The menu has regular (American) food that I immediately skipped over as my eyes scanned for something more striking.
|At right, the Miccosukee Indian Restaurant gives tourists a taste of the Everglades. Next, the Combination 3 consists of frog legs, alligator bites, hush puppies and fry bread. Next, the Indian taco, an Everglades delicacy. Last, a selection of hot sauces for sale and the cornmeal drink, the sofkee (Photos by Carly Ehrlich).|
That’s when I came across the Miccosukee platter, priced at $24. It comes with catfish, frog legs, hush puppies, alligator bites and fry bread with a side of coleslaw and fries.
“This is a meal fit for an Indian chief,” I say with a laugh.
I decide not to gorge myself with food and go with the next best dish, nearly $15 cheaper. Sampler three comes as a miniature version of the Miccosukee platter, minus the catfish, fries and slaw. I even ordered the sofkee to wash it all down.
The sofkee is unusual, but by far the closest true Native American dish/beverage on the menu. It comes lukewarm and reminds me of flavorless cornmeal. It didn’t taste so bad, but I was perplexed, unable to decide if I wanted to put a ton of sugar in it, or some salt and pepper to add flavor.
It could have gone either way, so I slide it over to Christa to see what she thinks.
Christa takes a gulp.
“Nothing quenches your thirst like grits,” Christa says wiping her mouth clean, paralleling it to hot-cereal.
Surprisingly, the tour group that shared the outside patio with us seemed to have all ordered chicken fingers, hamburgers and salads.
Here is a chance for people to scarf down creatures from the water flowing beside them and the fact that they go for a typical every-day meal boggles my mind.
I ask the server, Ryouma Oide, if what I ordered was a big leap from what people normally eat here, wondering if my appetite is out of the ordinary.
“Everyday people come to eat Everglades’ food, just not so many people today,” Oide replies. “My favorite is the alligator bites.”
When the food finally comes out, I’m sitting in front of a plate of fried critters. For some reason I was expecting the food to be grilled and glazed over with a sweet sauce, but oblivious me, did not check out the bright red billboard at the front that displays the enlarged fried dishes.
I haven’t consumed this much cholesterol in one sitting for months, but it is well worth it since everything on the plate is completely new to me.
Oide was right; the alligator bites are the best out of the bunch, definitely has more flavor than the frog legs that tasted identical to chicken.

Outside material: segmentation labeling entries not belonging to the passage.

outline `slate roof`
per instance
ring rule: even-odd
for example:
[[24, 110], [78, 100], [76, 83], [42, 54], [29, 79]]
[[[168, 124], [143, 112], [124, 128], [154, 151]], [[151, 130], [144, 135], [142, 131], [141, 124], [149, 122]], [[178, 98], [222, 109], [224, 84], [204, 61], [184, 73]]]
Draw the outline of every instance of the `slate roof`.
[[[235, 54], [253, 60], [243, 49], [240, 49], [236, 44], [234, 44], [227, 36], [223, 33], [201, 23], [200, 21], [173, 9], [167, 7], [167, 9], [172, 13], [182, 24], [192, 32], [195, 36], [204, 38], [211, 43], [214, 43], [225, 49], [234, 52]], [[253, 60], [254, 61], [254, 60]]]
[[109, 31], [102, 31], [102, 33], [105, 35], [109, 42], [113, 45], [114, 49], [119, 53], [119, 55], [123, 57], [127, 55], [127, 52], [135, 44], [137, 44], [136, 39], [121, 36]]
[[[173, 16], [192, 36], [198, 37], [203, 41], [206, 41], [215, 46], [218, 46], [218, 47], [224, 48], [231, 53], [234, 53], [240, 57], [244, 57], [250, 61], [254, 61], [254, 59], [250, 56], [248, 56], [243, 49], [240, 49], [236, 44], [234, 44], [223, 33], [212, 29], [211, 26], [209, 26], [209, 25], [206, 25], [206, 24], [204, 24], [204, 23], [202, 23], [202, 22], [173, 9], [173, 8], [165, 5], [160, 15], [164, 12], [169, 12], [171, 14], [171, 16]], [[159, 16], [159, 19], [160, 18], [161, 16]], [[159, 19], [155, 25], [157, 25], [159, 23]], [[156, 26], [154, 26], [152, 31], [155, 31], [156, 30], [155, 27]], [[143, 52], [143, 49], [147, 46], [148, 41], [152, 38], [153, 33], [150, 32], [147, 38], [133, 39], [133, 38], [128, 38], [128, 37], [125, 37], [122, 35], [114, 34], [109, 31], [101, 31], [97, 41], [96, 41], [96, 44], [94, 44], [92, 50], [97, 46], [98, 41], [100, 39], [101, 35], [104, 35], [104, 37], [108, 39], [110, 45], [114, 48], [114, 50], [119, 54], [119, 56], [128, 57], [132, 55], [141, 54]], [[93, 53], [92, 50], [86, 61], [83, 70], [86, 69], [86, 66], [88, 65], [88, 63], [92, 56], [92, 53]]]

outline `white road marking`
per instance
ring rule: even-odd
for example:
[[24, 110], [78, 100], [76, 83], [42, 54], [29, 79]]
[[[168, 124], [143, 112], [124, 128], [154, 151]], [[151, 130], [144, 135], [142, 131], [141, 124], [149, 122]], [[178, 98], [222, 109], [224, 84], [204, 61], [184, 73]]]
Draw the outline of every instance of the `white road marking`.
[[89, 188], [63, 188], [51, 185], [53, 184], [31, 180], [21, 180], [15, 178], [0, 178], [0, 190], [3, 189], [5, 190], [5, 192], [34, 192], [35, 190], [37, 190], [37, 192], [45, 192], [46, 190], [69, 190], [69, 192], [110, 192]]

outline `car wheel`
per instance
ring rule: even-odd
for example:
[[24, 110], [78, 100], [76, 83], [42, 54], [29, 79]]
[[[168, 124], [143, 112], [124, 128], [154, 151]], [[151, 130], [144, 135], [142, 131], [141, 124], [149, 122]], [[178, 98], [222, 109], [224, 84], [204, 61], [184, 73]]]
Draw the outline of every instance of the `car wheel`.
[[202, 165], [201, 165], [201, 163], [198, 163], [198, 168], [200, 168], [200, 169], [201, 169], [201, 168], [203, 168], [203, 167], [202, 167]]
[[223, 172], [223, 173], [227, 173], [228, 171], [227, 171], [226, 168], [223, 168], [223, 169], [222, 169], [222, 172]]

Christa seems to have enjoyed her Indian taco that looked like a mountain of chili on top of a loaf of fry bread and fries, because by the time I look over it was devoured.

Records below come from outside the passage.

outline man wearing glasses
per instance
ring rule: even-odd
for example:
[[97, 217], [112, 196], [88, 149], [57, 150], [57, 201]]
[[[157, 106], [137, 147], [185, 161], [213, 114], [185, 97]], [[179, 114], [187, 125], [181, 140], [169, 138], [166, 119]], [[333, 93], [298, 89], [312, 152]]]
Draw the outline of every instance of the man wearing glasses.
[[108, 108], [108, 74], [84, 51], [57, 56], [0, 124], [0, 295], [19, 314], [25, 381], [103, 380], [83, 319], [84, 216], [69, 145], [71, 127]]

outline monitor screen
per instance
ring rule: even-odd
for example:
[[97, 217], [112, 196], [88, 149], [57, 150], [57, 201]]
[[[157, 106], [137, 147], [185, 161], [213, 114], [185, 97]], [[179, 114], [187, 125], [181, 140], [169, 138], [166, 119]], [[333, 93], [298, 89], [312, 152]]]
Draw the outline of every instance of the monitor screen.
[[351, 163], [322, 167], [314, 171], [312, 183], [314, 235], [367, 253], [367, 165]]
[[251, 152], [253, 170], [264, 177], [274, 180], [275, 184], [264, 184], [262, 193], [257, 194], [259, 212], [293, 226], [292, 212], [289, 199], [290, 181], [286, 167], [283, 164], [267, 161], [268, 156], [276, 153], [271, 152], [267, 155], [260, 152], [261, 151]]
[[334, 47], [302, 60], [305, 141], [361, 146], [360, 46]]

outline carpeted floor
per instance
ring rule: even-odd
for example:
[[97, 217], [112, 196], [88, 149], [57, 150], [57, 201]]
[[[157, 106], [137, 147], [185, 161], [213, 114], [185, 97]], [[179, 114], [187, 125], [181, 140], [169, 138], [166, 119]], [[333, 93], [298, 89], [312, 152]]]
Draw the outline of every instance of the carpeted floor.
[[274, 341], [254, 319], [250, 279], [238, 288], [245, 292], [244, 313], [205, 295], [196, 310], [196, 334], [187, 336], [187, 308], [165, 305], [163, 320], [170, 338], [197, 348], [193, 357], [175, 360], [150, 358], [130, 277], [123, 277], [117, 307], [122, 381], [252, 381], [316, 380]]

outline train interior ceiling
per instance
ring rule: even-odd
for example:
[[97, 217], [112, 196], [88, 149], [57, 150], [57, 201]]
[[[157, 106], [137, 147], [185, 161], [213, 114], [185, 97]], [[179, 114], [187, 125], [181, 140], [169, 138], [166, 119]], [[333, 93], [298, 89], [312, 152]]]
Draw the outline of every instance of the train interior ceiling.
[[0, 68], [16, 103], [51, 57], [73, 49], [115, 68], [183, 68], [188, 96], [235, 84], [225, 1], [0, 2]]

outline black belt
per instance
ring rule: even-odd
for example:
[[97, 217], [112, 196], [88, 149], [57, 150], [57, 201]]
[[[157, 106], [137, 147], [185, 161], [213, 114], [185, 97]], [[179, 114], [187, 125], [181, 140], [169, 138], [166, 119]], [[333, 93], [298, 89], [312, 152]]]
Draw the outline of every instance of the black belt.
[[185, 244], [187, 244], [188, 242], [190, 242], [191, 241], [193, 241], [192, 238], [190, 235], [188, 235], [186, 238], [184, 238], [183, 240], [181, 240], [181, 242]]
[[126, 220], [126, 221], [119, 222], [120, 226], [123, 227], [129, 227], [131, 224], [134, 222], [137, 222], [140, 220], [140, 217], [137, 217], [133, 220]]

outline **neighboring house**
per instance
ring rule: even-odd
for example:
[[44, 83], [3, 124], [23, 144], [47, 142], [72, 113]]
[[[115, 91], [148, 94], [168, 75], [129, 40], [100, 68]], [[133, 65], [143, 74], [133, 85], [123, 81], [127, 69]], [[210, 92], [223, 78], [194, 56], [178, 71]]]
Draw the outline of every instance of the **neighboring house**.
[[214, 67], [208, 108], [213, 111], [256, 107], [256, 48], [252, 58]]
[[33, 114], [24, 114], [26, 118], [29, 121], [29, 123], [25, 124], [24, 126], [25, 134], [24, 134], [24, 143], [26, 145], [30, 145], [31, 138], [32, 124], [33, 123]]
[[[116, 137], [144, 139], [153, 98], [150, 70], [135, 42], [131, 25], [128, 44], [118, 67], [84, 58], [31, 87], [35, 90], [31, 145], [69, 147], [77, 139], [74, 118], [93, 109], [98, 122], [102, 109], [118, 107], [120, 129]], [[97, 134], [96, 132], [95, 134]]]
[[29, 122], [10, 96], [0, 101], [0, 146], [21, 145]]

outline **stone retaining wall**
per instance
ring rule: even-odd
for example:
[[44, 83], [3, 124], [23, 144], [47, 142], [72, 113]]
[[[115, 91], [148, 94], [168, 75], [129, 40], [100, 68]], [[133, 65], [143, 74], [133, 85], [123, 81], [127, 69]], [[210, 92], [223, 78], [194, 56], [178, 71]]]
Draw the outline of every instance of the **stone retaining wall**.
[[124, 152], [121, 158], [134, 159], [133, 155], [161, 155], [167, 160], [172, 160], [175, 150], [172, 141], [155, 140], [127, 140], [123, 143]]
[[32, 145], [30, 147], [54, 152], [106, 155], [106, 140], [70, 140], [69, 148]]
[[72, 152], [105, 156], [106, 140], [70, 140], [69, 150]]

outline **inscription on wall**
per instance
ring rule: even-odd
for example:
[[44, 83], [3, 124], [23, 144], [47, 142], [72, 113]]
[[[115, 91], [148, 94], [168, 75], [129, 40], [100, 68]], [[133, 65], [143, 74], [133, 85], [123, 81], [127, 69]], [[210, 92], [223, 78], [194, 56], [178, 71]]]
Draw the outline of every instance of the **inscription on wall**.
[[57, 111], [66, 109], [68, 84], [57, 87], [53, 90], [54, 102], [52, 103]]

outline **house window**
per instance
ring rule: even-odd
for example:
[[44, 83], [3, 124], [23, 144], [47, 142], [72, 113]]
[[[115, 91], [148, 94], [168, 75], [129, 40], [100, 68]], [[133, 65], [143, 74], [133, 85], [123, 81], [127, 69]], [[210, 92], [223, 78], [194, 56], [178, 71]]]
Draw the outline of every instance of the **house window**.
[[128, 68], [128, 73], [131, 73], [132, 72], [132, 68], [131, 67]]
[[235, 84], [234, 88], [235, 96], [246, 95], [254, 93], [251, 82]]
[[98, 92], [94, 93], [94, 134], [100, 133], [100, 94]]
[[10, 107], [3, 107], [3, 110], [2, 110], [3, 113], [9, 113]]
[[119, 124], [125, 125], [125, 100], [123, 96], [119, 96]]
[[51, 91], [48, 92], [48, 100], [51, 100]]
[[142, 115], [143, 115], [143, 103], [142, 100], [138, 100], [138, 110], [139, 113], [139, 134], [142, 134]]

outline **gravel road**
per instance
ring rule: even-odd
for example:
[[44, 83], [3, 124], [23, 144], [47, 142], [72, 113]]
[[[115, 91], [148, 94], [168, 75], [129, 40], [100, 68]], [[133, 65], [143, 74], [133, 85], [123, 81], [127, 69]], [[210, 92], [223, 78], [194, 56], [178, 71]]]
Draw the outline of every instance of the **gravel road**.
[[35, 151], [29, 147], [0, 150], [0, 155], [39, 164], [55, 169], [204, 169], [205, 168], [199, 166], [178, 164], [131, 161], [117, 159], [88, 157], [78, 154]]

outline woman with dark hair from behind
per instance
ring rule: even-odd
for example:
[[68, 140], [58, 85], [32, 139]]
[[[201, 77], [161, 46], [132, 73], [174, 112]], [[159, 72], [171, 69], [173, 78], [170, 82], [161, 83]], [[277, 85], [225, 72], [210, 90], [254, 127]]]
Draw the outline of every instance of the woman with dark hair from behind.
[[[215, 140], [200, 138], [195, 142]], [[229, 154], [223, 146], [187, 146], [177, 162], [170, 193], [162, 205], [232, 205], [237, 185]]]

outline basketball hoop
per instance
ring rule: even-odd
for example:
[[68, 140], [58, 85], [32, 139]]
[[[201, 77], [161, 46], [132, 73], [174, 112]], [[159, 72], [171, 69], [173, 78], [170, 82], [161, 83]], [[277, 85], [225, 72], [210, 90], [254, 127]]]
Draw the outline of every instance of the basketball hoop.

“I’m going tell them to give me an Indian name and hire me,” she says eager to eat Indian tacos daily.
By the time we finish the birds are already circling the trees overhead ready to nibble on our scraps. I start to throw left over fry bread at them, but then noticed a warning sign.
“Warning: wild alligators do not feed or entice,” the sign tells visitors.
The friendly staff greeted us farewell and told us to come again.
“Next time try the Indian burger, it comes with ground beef on fry bread,” said waitress Susana Malendez. “It’s what I eat all the time.”
We headed back to Miami on a full stomach, but the trip was not entirely over.
I had to make a detour at Gator Park to purchase some of its favorite hot sauce and take an airport tour before I called it a day.
If You Go
What: Miccosukee Indian Restaurant.
Why: Delicious Everglades and Native American cuisine (frog legs, catfish, alligator bites, sofkee, Indian taco, Indian burger and more).
Where: US 41, Everglades National Park, FL (outside the Miccosukee Indian Village and across from the Shark Valley entrance).
Phone: 305-223-8380, ext. 2374.
Average price: $10.
Hours: Open for breakfast and lunch only.
What: Gator Park
Why: Airboat tours, wild life shows and special gourmet hot sauce
Where: 24050 SW 8th St., Miami, FL 33194.
Phone: (305) 559-2255.
Price: Adults $22 Children $11 (includes park admission, airboat ride tour and wildlife show)
Hours: Mondays to Sundays, 9 a.m to 5 p.m (Last wildlife show 4:30 p.m. and last airboat departure 5 p.m.)